The antidote to the disinformation pandemic amid Covid-19 is fact-based news: UN chief

UNITED NATIONS: Along with the Covid-19 pandemic, the world today is seeing a dangerous outbreak of harmful health advice, hate speech and wild conspiracy theories, and the antidote to misinformation is fact-based news and analysis , UN Secretary General Antonio Guterres said.

This year the world, including the media, is facing a whole new challenge: Covid-19, which is affecting everyone, everywhere. Along with the pandemic, we are seeing a dangerous outbreak of misinformation, by damaging health advice and hate speech to wild conspiracy theories, Guterres said.

He made the comments during a high-level online dialogue in the press Freedom and Address disinformation in the context of Covid-19.

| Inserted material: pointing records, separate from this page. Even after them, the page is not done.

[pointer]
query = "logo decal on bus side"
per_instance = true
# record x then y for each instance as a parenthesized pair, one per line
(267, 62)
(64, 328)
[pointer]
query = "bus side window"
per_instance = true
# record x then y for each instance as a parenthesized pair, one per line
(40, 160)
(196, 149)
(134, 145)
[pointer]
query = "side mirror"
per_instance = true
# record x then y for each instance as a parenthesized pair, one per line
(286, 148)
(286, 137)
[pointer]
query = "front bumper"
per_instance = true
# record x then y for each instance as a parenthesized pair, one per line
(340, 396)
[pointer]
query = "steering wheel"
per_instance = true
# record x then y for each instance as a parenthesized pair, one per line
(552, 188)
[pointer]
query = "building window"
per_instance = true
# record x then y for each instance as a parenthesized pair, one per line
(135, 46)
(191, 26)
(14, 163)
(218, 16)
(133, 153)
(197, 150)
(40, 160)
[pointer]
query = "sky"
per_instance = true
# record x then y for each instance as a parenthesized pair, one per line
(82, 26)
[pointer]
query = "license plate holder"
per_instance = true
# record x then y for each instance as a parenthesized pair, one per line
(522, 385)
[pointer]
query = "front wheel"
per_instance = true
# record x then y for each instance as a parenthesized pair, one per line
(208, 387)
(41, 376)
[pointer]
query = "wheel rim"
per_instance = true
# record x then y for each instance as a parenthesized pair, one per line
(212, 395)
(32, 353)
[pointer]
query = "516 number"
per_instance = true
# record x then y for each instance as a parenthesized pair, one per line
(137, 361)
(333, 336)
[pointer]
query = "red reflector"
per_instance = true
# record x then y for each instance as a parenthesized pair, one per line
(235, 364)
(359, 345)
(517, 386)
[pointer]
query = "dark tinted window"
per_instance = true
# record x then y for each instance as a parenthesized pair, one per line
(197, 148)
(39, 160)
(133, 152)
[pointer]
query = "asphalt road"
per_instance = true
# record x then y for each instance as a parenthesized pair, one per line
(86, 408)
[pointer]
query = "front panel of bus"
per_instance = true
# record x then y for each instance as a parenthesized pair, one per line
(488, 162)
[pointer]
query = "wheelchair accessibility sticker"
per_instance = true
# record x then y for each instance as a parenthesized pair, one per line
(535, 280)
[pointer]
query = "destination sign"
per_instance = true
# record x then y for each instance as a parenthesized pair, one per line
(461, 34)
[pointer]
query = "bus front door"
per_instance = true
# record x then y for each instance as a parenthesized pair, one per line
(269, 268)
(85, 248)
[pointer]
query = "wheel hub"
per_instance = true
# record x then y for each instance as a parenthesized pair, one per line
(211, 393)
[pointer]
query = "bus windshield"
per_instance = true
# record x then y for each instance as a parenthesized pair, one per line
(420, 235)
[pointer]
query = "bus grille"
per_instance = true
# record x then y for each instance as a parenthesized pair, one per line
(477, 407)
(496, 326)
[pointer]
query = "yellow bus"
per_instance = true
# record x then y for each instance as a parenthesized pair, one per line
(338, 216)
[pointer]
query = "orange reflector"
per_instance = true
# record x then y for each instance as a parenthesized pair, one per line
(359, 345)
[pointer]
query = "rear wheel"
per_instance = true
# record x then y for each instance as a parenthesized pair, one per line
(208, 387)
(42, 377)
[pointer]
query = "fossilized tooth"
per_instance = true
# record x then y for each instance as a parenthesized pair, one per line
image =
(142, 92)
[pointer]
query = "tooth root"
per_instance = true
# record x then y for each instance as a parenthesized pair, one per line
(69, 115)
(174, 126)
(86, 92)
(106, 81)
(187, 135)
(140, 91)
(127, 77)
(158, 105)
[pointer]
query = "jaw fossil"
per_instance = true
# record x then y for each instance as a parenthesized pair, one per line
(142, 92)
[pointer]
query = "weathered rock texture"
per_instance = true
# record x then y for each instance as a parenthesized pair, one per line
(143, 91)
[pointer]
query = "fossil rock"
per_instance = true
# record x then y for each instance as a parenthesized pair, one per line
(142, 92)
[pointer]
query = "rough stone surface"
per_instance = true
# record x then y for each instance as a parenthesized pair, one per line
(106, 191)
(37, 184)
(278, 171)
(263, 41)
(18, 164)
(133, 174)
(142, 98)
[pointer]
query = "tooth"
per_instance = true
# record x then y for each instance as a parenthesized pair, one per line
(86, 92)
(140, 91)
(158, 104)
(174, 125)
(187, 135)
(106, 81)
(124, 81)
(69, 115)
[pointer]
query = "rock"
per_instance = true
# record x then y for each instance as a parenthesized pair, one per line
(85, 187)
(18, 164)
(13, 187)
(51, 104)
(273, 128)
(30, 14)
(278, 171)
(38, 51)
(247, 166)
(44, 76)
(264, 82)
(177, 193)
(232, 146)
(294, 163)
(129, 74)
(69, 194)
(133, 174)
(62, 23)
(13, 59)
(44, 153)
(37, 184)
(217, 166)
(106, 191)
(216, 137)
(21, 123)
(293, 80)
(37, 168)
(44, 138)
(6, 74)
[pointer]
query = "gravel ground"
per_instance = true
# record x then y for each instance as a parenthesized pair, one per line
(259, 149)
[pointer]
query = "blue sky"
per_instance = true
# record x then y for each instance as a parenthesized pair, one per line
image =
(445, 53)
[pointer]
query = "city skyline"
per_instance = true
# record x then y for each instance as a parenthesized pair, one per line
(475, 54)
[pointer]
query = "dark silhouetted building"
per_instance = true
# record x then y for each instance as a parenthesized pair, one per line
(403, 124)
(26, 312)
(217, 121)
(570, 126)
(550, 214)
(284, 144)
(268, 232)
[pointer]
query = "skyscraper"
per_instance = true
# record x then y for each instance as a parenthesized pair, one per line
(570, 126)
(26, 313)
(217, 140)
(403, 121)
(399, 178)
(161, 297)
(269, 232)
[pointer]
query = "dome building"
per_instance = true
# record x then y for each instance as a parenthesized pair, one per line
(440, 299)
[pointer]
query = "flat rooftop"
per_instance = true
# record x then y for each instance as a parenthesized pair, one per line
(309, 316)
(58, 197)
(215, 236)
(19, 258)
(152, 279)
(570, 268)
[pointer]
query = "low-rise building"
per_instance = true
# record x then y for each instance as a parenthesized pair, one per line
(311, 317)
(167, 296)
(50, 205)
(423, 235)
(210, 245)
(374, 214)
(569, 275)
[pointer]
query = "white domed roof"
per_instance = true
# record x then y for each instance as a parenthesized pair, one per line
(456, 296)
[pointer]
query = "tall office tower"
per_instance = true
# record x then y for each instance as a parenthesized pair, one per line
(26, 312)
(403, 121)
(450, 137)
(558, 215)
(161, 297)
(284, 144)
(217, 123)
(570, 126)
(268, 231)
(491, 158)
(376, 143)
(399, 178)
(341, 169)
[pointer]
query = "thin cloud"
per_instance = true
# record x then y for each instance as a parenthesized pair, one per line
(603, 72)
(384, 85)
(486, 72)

He said blatant lies are spreading online at a terrifying rate, and a recent analysis found that more than 40 percent of Covid-19 posts on a major social media platform were posted by bots: automated programs disguised as people.

The antidote to this disinformation pandemic is fact-based news and analysis. It depends on media freedom and independent reporting, he said, stressing that press freedom is based on a fundamental principle of journalism without fear or favor.

Guterres stressed that when journalists are attacked, societies as a whole pay a price. No democracy can function without freedom of the press, which is the cornerstone of trust between people and their institutions, he said.

The UN chief expressed concern that the media has been under increasing pressure in recent years, with many journalists facing threats, harassment and violent attacks. Last year, 57 journalists were killed worldwide and women are often the target of attacks.

He noted that the winner of this year's World Press Freedom Day award, the Colombian journalist Jineth Bedoya Lima, is a “courageous” woman reporter.

To pay tribute to all journalists working in dangerous and difficult conditions around the world, Guterres said he has seen how journalists risk their lives to make sure people's stories are heard.

I couldn't do my job without the brave, creative, and often deeply moving media work, he said.